If even E55 is to expensive for you then use E62 String and lose all your semantics.
I provided indexed data for both medium support in the ObjThesTerms table of my updated data set.
@si-npg: is the Medium field fully covered bu ObjThesTerms and therefore should be skipped?
I'm assuming that the answer to Vladimir's question is yes. So I mapped the medium field in NPGObjThesTerms, and I'm going to ignore it in the NPGObject model. Let me know if this is an incorrect assumption!
@rhao can you give an example in turtle so we can check it?
See 87179, 87284, 85694 and 87054 as examples where ObjThesTerms differ from or are not as descriptive as the Medium field. And a few don't even have any ThesTerms, e.g. 38463. Sometimes a list of mediums and a support doesn't tell the whole story. We have additional ThesTermTypes for "Process" and "Other Classification", but without a human-written display field, the medium/support might sometimes be unclear.
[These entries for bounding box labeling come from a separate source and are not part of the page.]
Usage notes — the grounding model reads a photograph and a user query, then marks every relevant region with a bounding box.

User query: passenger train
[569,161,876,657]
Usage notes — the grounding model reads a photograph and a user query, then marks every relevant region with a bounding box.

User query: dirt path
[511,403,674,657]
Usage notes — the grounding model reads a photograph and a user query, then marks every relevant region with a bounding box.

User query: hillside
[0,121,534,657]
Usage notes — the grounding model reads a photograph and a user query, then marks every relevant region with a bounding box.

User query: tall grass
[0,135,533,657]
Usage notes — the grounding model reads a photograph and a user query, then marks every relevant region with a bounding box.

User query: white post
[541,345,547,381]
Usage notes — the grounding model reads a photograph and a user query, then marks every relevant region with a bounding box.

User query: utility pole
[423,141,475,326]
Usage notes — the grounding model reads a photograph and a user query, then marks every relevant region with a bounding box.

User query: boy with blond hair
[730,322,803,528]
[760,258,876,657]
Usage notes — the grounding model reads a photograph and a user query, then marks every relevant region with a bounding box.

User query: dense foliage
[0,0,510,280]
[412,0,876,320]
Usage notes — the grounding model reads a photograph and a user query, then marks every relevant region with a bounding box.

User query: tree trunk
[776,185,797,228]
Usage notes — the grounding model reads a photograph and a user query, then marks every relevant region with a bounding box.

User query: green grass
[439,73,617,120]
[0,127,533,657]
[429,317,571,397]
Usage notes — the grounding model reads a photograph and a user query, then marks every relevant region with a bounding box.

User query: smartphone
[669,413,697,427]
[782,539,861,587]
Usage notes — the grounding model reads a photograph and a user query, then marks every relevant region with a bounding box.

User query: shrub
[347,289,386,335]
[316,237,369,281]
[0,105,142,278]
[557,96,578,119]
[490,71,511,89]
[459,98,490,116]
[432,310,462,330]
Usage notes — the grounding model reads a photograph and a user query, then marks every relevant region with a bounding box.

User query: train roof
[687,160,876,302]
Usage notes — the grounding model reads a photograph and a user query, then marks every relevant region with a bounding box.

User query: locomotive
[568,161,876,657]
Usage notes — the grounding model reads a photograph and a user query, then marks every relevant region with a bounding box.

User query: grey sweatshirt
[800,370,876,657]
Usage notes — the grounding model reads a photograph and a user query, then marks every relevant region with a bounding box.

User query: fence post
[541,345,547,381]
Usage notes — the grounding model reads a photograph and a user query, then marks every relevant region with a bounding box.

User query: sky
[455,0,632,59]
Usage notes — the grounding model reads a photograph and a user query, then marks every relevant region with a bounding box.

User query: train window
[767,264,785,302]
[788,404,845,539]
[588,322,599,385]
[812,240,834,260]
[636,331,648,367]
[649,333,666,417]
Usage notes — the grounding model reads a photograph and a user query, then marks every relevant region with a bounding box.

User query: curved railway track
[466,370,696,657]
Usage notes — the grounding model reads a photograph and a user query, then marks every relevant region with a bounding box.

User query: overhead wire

Thanks for the examples for why the Medium field are still necessary. I changed the medium class from E57_Material to E55_Type to make it more general.
I think P2 is wrong. If you have a drawing
made with charcoal and chalk on paper
, the former is the type and the latter is a material/medium/technique.
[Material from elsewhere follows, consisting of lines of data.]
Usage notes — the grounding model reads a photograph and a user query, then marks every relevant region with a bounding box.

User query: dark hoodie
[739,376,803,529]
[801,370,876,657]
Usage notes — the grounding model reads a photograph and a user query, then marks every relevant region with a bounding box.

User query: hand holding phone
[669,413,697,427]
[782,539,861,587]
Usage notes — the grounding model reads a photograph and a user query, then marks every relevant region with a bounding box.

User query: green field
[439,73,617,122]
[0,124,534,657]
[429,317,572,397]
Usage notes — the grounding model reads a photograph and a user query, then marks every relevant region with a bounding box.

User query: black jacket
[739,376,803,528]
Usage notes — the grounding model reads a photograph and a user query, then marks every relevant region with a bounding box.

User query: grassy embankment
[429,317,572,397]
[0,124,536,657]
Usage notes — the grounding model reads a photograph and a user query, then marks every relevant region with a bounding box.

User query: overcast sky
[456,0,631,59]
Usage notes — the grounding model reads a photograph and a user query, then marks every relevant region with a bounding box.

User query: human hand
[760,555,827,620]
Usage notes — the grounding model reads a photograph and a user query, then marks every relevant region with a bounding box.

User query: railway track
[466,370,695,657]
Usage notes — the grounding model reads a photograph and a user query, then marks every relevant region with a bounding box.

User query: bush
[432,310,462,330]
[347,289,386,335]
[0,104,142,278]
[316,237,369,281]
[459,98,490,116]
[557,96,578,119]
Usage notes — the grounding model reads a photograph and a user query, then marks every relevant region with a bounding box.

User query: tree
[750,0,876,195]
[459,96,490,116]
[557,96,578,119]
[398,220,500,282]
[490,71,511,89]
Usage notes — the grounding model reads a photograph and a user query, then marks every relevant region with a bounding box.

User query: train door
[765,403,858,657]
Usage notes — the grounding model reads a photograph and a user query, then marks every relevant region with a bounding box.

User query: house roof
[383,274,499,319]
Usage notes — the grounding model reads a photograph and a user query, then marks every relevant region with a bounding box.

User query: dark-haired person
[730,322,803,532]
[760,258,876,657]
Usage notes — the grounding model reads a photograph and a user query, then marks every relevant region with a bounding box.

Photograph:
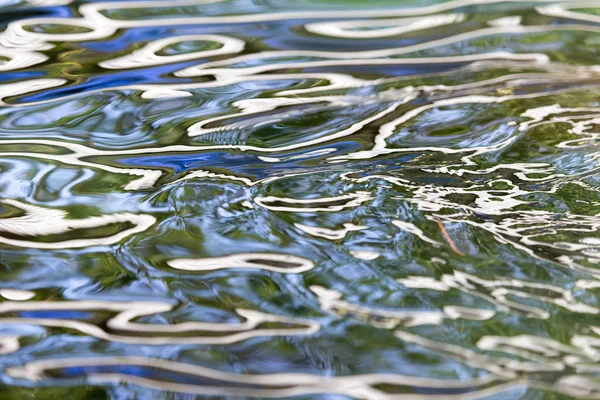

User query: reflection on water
[0,0,600,399]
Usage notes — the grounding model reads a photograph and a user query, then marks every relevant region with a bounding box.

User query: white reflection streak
[254,192,372,212]
[0,301,320,345]
[99,35,245,69]
[167,253,315,274]
[7,356,523,400]
[305,14,465,39]
[0,199,156,249]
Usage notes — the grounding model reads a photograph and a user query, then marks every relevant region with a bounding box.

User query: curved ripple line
[0,199,156,249]
[167,253,315,274]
If you encounter a field Shape
(eg CONA has such), would you also map it to P2?
So ... it turns out (after implementation) that the linguistic mapping for some object types is pretty easy. In particular Paintings and Drawings can be reasonably accurately mapped with regular expressions by separating the materials from supports.
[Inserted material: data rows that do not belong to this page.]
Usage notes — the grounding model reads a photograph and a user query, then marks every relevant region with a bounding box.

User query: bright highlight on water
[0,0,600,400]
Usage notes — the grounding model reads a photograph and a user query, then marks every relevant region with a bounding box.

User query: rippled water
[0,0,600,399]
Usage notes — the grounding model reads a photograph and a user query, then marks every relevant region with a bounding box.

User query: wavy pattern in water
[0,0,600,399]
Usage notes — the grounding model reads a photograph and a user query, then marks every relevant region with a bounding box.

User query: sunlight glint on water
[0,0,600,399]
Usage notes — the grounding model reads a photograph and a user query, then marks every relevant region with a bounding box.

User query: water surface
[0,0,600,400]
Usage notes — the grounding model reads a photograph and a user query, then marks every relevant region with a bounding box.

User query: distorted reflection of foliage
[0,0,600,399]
For the example charcoal and chalk on paper
, the E22 has two E57s: Charcoal and Chalk.
It consists_of an E18 with P2 of Support, that has an E57 of Paper. This also gives us the E18 to associate dimensions with (consider framed vs unframed).
Decorative Arts on the other hand are almost impossible to distinguish what is happening in the "medium" field ... it combines parts, shapes, colors, materials and general descriptive text. These could potentially be done by keyword analysis and natural language processing into distinct materials, but the relationship between the materials and parts would require sophistication beyond the state of the art.
Medium: Fields like this are a perpetual problem. It is a mishmash of many different things lumped together into one field. It is a mixture of technique, mostly general but some specifics, and material. To deal with it completely would require a full analysis of each different unique entry string so that they can be divided into those elements that are E29 Design or Procedure (for specific documented techniques), E55 Type (for general techniques) and E57 Materials. Also the relationship needs to be established so that the correct property is used to connect things. Materials that become part of the object use P45 whereas materials that are just used during modification/production would use P126 employed (was employed in). If the resources are available to do this analysis then great, if not then treat it as a simple E55 Type. E22 -> P2 ->E55 (Medium).